Manufacturing Output in U.S. Unexpectedly Declined in September

(Bloomberg) - U.S. manufacturing output unexpectedly fell in September, the first drop in five months, suggesting a setback for factories as the pandemic drags on.
The 0.3% drop in production at the factories followed an upwardly revised 1.2% increase in August, Federal Reserve data showed on Friday. Economists predicted a 0.6% increase, according to a Bloomberg poll of economists. Total industrial production, which includes mines and utilities, fell 0.6% in September.
The fall in September underscores a slowdown in production at the end of a robust third quarter as industrial production increased 39.8% on an annualized basis. However, the figure shows an extended recovery period for factories due to supply chain disruptions, limited capital investment, and weak export growth.

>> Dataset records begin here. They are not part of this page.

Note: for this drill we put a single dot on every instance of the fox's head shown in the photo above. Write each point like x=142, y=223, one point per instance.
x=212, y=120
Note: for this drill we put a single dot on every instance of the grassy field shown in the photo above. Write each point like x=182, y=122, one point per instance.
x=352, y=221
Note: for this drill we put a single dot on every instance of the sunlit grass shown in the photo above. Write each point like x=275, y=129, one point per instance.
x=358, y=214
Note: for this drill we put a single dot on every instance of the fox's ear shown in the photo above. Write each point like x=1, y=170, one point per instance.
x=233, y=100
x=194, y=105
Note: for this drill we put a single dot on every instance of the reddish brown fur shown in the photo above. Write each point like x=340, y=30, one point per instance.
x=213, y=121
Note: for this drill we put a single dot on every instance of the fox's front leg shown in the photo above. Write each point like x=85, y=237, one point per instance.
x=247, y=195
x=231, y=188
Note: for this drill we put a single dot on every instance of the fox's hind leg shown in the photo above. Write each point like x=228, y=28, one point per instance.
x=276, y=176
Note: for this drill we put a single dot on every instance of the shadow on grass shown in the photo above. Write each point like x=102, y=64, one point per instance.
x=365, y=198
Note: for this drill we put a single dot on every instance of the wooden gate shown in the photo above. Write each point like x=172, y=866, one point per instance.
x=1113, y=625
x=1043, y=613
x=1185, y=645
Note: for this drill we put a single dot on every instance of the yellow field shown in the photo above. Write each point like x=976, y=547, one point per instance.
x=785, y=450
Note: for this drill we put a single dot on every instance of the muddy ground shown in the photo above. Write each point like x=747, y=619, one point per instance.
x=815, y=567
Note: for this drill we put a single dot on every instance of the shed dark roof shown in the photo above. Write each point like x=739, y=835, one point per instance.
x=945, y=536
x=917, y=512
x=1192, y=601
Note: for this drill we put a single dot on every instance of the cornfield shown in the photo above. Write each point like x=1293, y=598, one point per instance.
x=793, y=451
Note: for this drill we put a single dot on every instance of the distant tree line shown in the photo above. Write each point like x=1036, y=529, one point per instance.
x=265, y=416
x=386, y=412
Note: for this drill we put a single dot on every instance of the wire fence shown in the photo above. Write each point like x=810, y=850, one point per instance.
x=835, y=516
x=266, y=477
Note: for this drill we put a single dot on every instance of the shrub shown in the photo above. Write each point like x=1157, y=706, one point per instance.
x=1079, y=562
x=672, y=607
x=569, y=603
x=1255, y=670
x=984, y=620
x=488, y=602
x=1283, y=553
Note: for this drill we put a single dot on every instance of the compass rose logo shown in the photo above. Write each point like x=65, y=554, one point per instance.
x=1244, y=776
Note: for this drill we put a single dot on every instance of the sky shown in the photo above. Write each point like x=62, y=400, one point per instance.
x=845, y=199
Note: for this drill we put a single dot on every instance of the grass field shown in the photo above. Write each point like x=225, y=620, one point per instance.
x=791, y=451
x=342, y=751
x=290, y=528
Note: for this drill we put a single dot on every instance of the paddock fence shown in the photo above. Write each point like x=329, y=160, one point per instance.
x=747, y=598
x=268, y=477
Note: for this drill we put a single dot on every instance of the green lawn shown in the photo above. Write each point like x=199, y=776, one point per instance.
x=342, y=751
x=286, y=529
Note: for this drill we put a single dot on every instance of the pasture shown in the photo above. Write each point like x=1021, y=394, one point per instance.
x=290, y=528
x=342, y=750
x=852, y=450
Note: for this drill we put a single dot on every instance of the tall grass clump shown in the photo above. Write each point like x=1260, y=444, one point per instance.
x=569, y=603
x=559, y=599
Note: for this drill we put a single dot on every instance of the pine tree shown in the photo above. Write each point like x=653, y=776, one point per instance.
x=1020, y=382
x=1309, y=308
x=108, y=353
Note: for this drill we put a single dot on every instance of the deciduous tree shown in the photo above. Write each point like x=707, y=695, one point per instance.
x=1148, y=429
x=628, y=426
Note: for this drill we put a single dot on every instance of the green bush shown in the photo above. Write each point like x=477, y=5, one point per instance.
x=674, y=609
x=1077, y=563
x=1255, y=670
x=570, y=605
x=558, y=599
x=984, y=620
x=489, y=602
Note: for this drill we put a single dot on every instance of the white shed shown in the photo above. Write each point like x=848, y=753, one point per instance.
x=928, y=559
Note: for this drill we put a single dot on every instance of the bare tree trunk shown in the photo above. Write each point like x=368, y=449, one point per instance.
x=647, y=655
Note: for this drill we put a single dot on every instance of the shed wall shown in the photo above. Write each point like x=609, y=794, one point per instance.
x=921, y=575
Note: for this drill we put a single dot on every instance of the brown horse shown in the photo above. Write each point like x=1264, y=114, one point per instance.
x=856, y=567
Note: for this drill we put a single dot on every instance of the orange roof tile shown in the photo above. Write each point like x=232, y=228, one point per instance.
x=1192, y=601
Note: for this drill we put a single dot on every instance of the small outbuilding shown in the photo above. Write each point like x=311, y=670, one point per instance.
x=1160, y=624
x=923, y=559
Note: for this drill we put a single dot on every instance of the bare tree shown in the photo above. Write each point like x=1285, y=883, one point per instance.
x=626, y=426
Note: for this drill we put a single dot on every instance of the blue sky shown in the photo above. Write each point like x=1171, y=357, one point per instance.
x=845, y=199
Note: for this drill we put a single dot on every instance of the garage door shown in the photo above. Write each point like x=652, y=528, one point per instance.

"The goods manufacturing industry has rebounded faster than the service industry, but activity cannot slow down as the general economic recovery fades," Oren Klachkin, senior US economist with Oxford Economics, said in a note. "In particular, the production of goods, for which demand has risen sharply after the pandemic, namely computers and cars, is losing momentum."

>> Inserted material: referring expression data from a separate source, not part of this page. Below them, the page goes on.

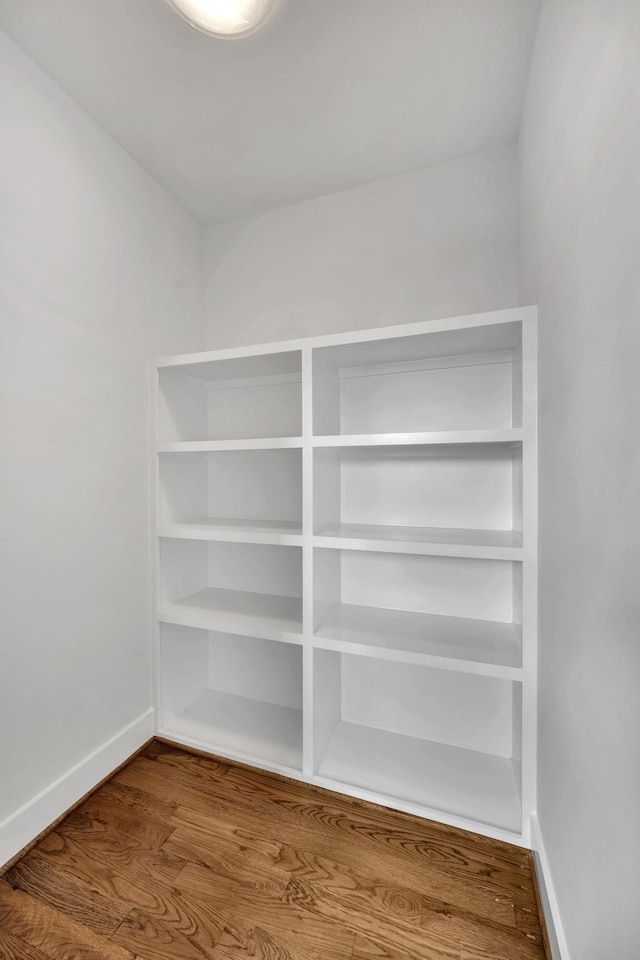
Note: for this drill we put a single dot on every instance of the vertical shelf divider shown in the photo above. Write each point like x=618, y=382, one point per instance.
x=529, y=568
x=307, y=563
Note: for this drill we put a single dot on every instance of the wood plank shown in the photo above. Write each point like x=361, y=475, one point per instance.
x=183, y=858
x=161, y=922
x=371, y=896
x=392, y=824
x=104, y=815
x=236, y=944
x=51, y=931
x=119, y=850
x=386, y=932
x=303, y=830
x=137, y=801
x=245, y=864
x=290, y=925
x=122, y=883
x=478, y=938
x=65, y=892
x=14, y=948
x=179, y=935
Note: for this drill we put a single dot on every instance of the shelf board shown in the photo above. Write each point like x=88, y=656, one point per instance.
x=481, y=647
x=435, y=776
x=248, y=729
x=238, y=612
x=283, y=532
x=213, y=446
x=435, y=541
x=510, y=435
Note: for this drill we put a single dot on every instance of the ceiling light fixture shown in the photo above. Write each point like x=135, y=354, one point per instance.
x=225, y=18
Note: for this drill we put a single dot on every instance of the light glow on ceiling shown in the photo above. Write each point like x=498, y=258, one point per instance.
x=225, y=18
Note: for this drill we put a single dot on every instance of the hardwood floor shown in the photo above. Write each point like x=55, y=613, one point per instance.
x=183, y=857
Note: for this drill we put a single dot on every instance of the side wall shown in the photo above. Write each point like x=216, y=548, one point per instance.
x=580, y=159
x=99, y=270
x=439, y=242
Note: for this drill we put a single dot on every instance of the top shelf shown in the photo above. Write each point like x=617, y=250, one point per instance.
x=512, y=435
x=450, y=382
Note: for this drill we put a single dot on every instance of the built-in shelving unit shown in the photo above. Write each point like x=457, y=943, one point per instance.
x=346, y=531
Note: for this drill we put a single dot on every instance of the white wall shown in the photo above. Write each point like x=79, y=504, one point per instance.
x=580, y=155
x=99, y=270
x=438, y=242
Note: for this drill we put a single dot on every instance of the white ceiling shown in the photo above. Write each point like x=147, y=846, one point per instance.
x=332, y=93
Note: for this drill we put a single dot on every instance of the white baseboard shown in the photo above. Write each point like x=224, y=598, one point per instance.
x=548, y=897
x=20, y=829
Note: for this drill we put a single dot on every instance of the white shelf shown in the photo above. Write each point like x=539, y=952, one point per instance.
x=385, y=481
x=481, y=647
x=240, y=612
x=507, y=435
x=435, y=541
x=284, y=532
x=247, y=729
x=437, y=777
x=213, y=446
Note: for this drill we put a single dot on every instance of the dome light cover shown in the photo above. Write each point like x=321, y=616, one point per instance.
x=225, y=18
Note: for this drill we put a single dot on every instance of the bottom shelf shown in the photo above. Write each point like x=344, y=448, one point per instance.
x=252, y=729
x=461, y=782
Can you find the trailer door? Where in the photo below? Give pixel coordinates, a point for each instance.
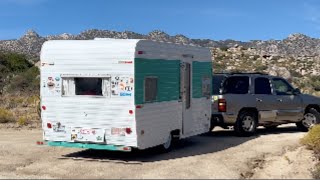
(185, 81)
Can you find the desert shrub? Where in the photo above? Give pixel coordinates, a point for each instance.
(224, 48)
(6, 116)
(14, 62)
(295, 73)
(315, 82)
(312, 139)
(261, 68)
(27, 81)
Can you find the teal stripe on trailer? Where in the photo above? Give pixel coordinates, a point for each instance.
(88, 146)
(200, 70)
(168, 73)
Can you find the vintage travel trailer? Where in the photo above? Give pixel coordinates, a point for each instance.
(120, 94)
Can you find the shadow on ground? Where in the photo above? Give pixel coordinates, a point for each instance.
(215, 141)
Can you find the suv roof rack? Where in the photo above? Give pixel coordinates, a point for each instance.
(231, 73)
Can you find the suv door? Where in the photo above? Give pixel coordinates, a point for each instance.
(289, 105)
(265, 100)
(236, 92)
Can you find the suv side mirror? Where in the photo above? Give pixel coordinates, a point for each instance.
(296, 91)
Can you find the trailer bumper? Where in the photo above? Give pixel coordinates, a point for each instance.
(89, 146)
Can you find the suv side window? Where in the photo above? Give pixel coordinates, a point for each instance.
(217, 81)
(282, 87)
(236, 85)
(262, 86)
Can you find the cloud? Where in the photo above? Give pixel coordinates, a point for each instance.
(213, 12)
(22, 2)
(312, 14)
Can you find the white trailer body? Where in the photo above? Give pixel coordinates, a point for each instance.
(118, 94)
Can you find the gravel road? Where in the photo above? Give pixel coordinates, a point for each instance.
(270, 154)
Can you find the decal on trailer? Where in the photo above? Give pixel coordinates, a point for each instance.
(51, 85)
(122, 86)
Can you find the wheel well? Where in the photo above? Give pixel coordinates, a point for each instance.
(175, 134)
(315, 106)
(251, 109)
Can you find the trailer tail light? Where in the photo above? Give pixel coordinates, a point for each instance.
(128, 130)
(121, 131)
(40, 143)
(49, 125)
(222, 105)
(126, 148)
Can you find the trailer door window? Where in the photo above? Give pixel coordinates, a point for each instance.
(150, 89)
(68, 88)
(88, 86)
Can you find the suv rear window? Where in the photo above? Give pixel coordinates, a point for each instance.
(217, 81)
(236, 85)
(262, 86)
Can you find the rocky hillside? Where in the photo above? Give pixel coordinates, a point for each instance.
(296, 58)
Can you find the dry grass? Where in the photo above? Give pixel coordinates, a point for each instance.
(6, 116)
(312, 141)
(22, 110)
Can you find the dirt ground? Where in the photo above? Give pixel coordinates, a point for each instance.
(268, 155)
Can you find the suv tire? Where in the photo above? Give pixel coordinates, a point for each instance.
(311, 117)
(271, 127)
(246, 124)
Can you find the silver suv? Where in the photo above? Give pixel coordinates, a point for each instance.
(248, 100)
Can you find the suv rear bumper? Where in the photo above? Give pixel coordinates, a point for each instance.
(221, 119)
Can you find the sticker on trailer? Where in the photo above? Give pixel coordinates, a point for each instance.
(122, 86)
(87, 135)
(51, 85)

At the same time, a separate report on Friday showed a dynamic in US household demand towards the end of the third quarter. Retail sales rose more than forecast by 1.9% in September.
The Fed report showed that the decline in factory production reflected weakness in automotive and electronics production. Auto production fell 4% after falling 4.3% a month earlier, while computer and electronic product production declined 2.6% in September. Production excluding cars remained unchanged during the month.
October dates
Two regional Fed reports on Thursday showed that manufacturers' orders gained momentum as the fourth quarter began.
The usage rate of manufacturing facilities fell to 70.5%, well below the 75.2% in February prior to the store's closure, today's report showed. Overall capacity utilization, which includes mines and utilities, decreased from a revised 72% to 71.5%.
The latest industrial usage rate remains below 76.9% in February. Overcapacity weighs on corporate profits as capital is underutilized and also signals that corporate investment in new equipment will continue to be squeezed and weigh on economic growth.
The Fed's report showed utility performance fell 5.6% while mining rose 1.7%, the first increase since January. Oil and gas drilling increased by 3.5%.